Llama 3.2 11B Vision Instruct - Multi GPU
Generated on 13 Mar 2025 from the Llama 3.2 11B Vision Instruct - Multi GPU catalog page
The Llama-3.2-11B-Vision-Instruct is a multimodal large language model optimized for visual recognition, image reasoning, captioning, and answering questions about images. It was trained on 6 billion image-text pairs, has 11 billion parameters, and is supported for commercial and research use in English.
Model Information
- Model ID:
meta-llama/Llama-3.2-11B-Vision-Instruct
- Supported Language(s): en, de, fr, it, pt, hi, es, th
- License: Llama 3.2
- Modality: text+image
Hardware Support
NVIDIA GPUs
GPU Model | Number of Accelerators | Max Input Tokens | Max New Tokens |
---|---|---|---|
NVIDIA H100 | 1 | 99,658 | 99,690 |
NVIDIA H100 | 2 | 74,840 | 74,872 |
NVIDIA H100 | 4 | 90,582 | 90,614 |
NVIDIA H100 | 8 | 90,582 | 90,614 |
Software Included
Package | Version | License |
---|---|---|
Meta Llama 3.2 | 3.2-11B-Vision-Instruct |
Creating an App using the Control Panel
Click the Deploy to DigitalOcean button to create a Droplet based on this 1-Click App. If you aren’t logged in, this link will prompt you to log in with your DigitalOcean account.
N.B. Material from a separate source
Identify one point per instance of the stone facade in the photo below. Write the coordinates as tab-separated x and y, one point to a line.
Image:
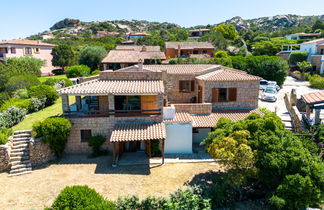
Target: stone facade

Creating an App using the API
In addition to creating a Droplet from the Llama 3.2 11B Vision Instruct - Multi GPU 1-Click App using the control panel, you can also use the DigitalOcean API. As an example, to create a 4GB Llama 3.2 11B Vision Instruct - Multi GPU Droplet in the SFO2 region, you can use the following curl
command. You need to either save your API access token) to an environment variable or substitute it in the command below.
curl -X POST -H 'Content-Type: application/json' \
-H 'Authorization: Bearer '$TOKEN'' -d \
'{"name":"choose_a_name","region":"sfo2","size":"s-2vcpu-4gb","image": "digitaloceanai-llama3211bvisioninstruct8x"}' \
"https://api.digitalocean.com/v2/droplets"
Getting Started After Deploying Llama 3.2 11B Vision Instruct - Multi GPU
Quickly Get Started With Your 1-Click Models
-
Access the Droplet Console:
- Navigate to the GPU Droplets page.
- Locate your newly created 1-Click Model Droplet and click on its name.
- Under the “Access” tab, select Console. This will open an in-browser terminal session connected to your droplet.
- Log in as the
root
user using the password you set during droplet creation.
- Login via SSH:
- If you selected an SSH key during droplet creation, follow these steps:- Open your preferred SSH client (e.g., PuTTY, Terminal).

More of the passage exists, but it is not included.